How Do You Find the Right Platform for You?

In our last two-part series that asked “what is a platform”, we noted that whereas “suite” was pretty easy to define, as it is just a collection of related, and hopefully tightly integrated, modules that address the key steps of a process such as sourcing (or S2C, source-to-contract) or procurement (or P2P, procure-to-pay), platform is hard to define because you have to consider the competing definitions (development framework, enterprise application framework, hardware configuration, etc.) and delivery models (on-premise, hosted ASP, SaaS) and how they can be bundled and/or used to frame a solution space.

We also noted that in order to select the right platform, you needed to define what you needed the platform to do. And to add more confusion, you also need to define any constraints on how you need the platform to do it. Two tasks that are not easy to accomplish. But we can give you some advice on how you can get started.

First, define the problem you are trying to solve.

Not simply the business process at a high level, such as sourcing, procurement, or logistics, but the problems you are experiencing that need to be solved. Is it a paperwork nightmare in procurement, an inability to source efficiently, an inability to track organizational assets and services once requisitioned, an issue with inventory management on the sales side, etc. You can’t even select the right solution unless you know your major pain points, so how could you expect to select the right platform?

Next, outline the preferred process you would like to solve it.

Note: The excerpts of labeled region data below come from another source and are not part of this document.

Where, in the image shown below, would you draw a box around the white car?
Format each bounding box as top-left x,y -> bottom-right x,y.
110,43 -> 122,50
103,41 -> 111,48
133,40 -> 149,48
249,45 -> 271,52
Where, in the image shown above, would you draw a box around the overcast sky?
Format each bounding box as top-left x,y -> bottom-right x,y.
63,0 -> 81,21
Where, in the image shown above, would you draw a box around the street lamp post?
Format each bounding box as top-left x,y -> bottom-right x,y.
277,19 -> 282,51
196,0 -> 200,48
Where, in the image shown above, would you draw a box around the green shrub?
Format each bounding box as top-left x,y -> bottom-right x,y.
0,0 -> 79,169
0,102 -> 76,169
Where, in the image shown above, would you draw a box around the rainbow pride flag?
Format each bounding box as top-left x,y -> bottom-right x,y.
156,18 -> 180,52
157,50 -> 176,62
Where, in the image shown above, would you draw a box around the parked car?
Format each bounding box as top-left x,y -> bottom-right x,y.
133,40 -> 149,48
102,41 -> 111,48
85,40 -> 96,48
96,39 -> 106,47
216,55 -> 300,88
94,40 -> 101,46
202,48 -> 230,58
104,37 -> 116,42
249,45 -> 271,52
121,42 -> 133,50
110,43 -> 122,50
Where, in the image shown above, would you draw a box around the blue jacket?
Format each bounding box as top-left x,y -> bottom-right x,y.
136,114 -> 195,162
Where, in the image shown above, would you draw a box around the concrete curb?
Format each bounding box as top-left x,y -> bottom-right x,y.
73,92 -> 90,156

In particular, how should the process work. For example, does all procurement have to begin with a requisition, or is a purchase order from an approved individual enough? How is it flipped to an invoice, and how are the costs verified? In addition, how do invoices come in, how are they matched, and how is this process automated, especially if the organization receives tens of thousands of invoice a month? Does the comparison happen before or after goods receipt? And what is the process if a goods receipt doesn’t materialize x days before the invoice is due? And if the number of invoices are large, with an average error and incompletion rate of 15%, how are the gaps filled in and the errors identified for flip back to supplier with an explanation?

Then document all of the data inputs you need, the artifacts that you need generated, and the data outputs that are required by affected parties.

If you are primarily sourcing direct materials, you will need a bill of materials from engineering along with the cost breakdown that is required, the inspections and certifications that need to be captured, and the timelines that need to be met. If you are sourcing services, you need position descriptions, certification requirements, other validations that must be performed, on so on. Reports will need to be generated, audit trails maintained, and so on.

Follow this with discussions with IT, Finance, Engineering, or any other department that needs to support Procurement in the process.

You will need to find out if there are any restrictions or constraints on an adopted solution dictated by current technology, processes, or third party support … such as systems that need to be integrated with, data that needs to be collected, audit trails that need to be logged, and reports that need to be generated for compliance. Systems can be a big problem — do certain APIs need to be supported, are you restricted to certain technology stack, or do you need certain hardware?

Then go beyond the immediate problem and process to identify other processes and problems that could be impacted by any solution to the problem.

For example, where Procurement is involved, inventory, assets, and accounts payable are clearly impacted. These use different processes and systems which may or may not have been identified in previous steps.

While these steps on their own may not necessarily help you identify the right platform, it will definitely help you identify which platforms are not appropriate to the need at hand and zero in on those that need a closer look.